I'm emotionally exhausted. The harder I try, the more I seem to fail. I'm tired of being a crappy mother and wife. I feel so sorry for my kids because they deserve so much better. I don't have any energy left, physically, emotionally or spiritually. Something's gotta give.
Nighthawk
June 3rd, 2004, 04:49 PM
:hugz:
Earthy
June 3rd, 2004, 05:24 PM
Judy,you know that we are two peas in a pod,and i know completely how you feel.
truly i do,i have been where you are,even feel what you're feeling at this moment.
Don't give up,my soul sister,my heart is with you and i'm sending all the strength i can muster.
I love you.:hugz:
blugirrl1
June 3rd, 2004, 06:42 PM
hey earthy is there room for another pea in the pod?
Judy, i felt every word of your post like it was coming from me. i know things should be better, just feel powerless to change them. something's gotta give. love and light. blu
Boogins
June 3rd, 2004, 08:55 PM
:hugz: and energy to all of you.
Rowan MoonDragon
June 3rd, 2004, 09:01 PM
:hugz:
Deranged Hermit
June 4th, 2004, 12:11 PM
Thank you for the support of my kids and the good people here.
Thank you for the phone calls last night, that showed the other side of the fence, and how bad it could really be.
Thank you for Tor, who tells me to smile, even if I don't feel like it.
I'm not going to try so hard for awhile. I need to realize I don't have control over everything.
Deranged Hermit
June 4th, 2004, 10:44 PM
Why does my father feel the need to make sure I know that he's disappointed in me? He's got a fun new life of his own. I'm 36 years old, and I've had enough of it. I'm glad my mom doesn't have to go through it anymore. I'm not going to either. This is the last time I let it get to me. Please give me the strength to follow through.
Nighthawk
June 5th, 2004, 01:32 PM
:hugz:
Earthy
June 5th, 2004, 01:48 PM
You will find the strength deep within.
there are only so many times you can be hurt before your spirit says, "enough".
Be strong..and know that you are worth more than that,and loved more than that.:hugz:
Deranged Hermit
June 26th, 2004, 11:24 PM
There are so many in so much pain. I feel so helpless and useless. There's nothing I can do. Even in my own tiny little world, I'm too fearful and worried all the time to be of much use. If there is cause to worry, help me figure it out so I can deal with it. If there isn't, help me to let it go...all of it, so I can have a life again.
Brynn
June 26th, 2004, 11:38 PM
:hugz:
Faery-Wings
June 27th, 2004, 07:51 AM
Mother, continue to lend your strength and healing to DH. Let her know that she is a strong woman and good mother. Let her know that she is not alone.
Nissala
June 27th, 2004, 10:09 AM
Mother, continue to lend your strength and healing to DH. Let her know that she is a strong woman and good mother.
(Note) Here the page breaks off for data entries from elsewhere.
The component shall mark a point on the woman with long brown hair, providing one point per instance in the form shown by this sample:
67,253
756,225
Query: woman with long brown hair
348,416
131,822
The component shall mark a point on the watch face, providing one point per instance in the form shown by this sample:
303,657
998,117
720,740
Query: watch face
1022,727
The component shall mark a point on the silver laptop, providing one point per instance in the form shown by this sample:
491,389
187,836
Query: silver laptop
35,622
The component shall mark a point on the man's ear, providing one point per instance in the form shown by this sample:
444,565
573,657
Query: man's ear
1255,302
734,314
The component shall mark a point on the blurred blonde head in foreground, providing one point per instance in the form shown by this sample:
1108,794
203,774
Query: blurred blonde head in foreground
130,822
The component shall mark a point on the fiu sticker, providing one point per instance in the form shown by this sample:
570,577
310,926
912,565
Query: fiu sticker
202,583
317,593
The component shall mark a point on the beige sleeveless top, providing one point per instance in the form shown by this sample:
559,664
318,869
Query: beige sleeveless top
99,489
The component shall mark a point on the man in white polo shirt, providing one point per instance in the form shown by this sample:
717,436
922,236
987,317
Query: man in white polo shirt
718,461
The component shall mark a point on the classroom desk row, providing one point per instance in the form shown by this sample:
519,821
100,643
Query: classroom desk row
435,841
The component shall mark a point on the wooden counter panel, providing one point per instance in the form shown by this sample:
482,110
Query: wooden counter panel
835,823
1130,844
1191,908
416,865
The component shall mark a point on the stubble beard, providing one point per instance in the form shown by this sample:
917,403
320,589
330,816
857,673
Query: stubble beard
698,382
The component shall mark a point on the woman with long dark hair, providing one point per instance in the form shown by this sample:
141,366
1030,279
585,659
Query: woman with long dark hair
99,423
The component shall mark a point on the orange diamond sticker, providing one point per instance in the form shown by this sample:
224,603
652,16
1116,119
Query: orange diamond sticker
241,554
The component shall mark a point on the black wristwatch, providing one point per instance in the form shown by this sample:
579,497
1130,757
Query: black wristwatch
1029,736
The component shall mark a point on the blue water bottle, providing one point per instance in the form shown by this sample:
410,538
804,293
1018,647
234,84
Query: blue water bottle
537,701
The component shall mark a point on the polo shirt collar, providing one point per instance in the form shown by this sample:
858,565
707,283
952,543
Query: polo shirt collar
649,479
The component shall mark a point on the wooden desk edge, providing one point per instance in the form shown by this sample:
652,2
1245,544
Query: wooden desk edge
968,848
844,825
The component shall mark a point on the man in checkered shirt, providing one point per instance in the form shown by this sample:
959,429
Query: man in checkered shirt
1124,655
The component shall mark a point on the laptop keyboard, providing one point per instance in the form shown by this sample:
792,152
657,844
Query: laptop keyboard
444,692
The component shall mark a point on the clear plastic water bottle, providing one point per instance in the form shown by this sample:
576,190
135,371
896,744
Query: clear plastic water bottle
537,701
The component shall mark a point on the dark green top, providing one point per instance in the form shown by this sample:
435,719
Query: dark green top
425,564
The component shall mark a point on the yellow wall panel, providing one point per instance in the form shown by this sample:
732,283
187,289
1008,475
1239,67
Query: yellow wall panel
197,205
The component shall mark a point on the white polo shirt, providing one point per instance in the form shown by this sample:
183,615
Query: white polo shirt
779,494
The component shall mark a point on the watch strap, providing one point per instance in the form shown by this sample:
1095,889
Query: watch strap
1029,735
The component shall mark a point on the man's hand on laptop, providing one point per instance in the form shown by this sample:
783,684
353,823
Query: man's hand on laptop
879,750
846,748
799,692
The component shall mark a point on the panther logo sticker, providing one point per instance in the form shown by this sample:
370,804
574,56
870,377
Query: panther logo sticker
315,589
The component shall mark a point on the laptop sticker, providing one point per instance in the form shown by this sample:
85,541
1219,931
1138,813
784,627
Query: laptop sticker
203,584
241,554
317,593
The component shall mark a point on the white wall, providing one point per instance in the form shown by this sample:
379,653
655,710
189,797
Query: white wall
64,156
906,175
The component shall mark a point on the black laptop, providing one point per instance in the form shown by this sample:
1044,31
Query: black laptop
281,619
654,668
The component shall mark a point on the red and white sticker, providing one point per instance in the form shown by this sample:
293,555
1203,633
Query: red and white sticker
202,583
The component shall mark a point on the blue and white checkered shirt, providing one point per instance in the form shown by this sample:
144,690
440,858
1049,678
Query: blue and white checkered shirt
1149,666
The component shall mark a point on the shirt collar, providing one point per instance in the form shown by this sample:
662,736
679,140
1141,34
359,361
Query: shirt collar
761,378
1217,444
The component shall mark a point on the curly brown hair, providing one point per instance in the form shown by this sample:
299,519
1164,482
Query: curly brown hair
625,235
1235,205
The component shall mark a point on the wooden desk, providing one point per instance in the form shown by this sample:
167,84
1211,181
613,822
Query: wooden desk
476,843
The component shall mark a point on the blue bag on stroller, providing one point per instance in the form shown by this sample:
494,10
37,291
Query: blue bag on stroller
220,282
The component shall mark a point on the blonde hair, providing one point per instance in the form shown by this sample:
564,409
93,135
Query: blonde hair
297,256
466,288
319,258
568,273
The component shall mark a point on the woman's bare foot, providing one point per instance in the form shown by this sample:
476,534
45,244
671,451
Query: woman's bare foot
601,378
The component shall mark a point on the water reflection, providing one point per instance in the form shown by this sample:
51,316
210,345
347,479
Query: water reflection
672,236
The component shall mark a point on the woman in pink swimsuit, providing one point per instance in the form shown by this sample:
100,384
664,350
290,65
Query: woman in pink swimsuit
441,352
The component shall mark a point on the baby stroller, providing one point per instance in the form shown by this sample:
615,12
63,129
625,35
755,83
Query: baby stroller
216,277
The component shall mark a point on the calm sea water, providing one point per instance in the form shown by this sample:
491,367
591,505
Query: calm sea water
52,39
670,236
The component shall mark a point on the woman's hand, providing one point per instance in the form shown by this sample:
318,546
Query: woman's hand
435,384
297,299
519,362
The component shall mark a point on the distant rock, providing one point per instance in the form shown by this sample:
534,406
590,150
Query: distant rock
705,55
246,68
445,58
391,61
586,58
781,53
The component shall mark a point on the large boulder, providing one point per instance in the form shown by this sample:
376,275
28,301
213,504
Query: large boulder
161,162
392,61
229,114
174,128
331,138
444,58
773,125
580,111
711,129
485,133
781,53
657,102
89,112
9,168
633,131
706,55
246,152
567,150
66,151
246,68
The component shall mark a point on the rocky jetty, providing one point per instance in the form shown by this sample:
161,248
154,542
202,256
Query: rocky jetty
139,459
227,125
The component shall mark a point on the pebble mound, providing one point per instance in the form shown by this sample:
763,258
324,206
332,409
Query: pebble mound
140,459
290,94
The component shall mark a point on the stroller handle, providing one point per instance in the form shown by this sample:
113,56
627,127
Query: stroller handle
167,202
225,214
Let her know that she is not alone.
so be it :hugz:
Sleet
June 28th, 2004, 01:52 PM
Let her know that she is not alone.
Exhaustion (not just sleepiness, but I mean utter, complete emotional and physical drain) in parenting is extremely common - but it can make you feel so terrifyingly alone, because all you ever hear talked about in public is "Oh, aren't children wonderful?" And if people do mention the difficult side, it's as a joke.
I spent many a night wondering if I was some sort of freak, a horrible human being for barely having the physical, emotional, and spiritual energy to do the bare minimum required of a father. I didn't start to recover until I realized that lots of parents go through that.
You aren't alone. _Never_ forget that.